Sono state le caratteristiche costruttive del veliero-cargo a indicare l’origine inglese. A contribuire sono stati anche altri «elementi di bordo» come il fornello di una piccola pipa sprovvista della cannula di legno divorata dagli anni e dalla lunga permanenza sott’acqua, i resti di una botte nascosta sotto il paramezzale (probabilmente deputata al trasporto dell’acqua) le cui doghe erano tenute ferme non da un anello di ferro ma da fibre vegetali di salice e nocciolo.  

L'archeosub Ignazio Sanna (foto archivio L'Unione Sarda)
L'archeosub Ignazio Sanna (foto archivio L'Unione Sarda)
L'archeosub Ignazio Sanna (foto archivio L'Unione Sarda)

«La pipetta, lunga appena due centimetri - ricorda Ignazio Sanna - era di fabbricazione inglese e le sue ridottissime dimensioni raccontano di quando, intorno al 1500, in Europa si cominciava a gustare le prime foglie di tabacco importate dall’America. Solo più tardi, quando l’uso si impose sul mercato inglese e olandese, anche le pipe divennero più grandi per poter contenere una maggior quantità di tabacco».

Il relitto, che avrebbe necessità di ben altri studi, ha anche molti altri segreti da scoprire. Da questi si potrebbero conquistare informazioni utili per ricostruire la storia dei traffici marittimi in Sardegna.

Le lastre di ardesia grigio-argento che i sub archeologi hanno scoperto in quel che un tempo era la stiva del veliero-mercantile, da dove provengono? Sistemati “a contello” per evitare il loro spostamento durante le lunghe traversate e in particolare durante le mareggiate, i manufatti venivano estratti dalle miniere della Galizia ma anche da quelle della Liguria. Le prime ricerche al microscopio portano verso la regione iberica, dove queste rocce sono piuttosto diffuse anche sulle scogliere.

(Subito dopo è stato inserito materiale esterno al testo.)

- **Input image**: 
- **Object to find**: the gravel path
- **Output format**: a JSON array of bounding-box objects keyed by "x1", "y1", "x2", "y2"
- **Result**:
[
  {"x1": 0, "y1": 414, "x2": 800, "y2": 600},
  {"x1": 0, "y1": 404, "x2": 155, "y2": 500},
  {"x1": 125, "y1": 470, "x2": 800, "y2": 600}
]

Insomma, arrivava davvero dall’Inghilterra, il veliero di Sant’Elia? E in Galizia aveva fatto tappa per caricare le lastre d’ardesia destinate a qualche porto? C’è un altro oggetto di bordo recuperato dai sub a indicare che quel “bastimento” era solito viaggiare in Atlantico: un sestante (o meglio, parte di esso), che i navigatori utilizzavano per le traversate in mare aperto.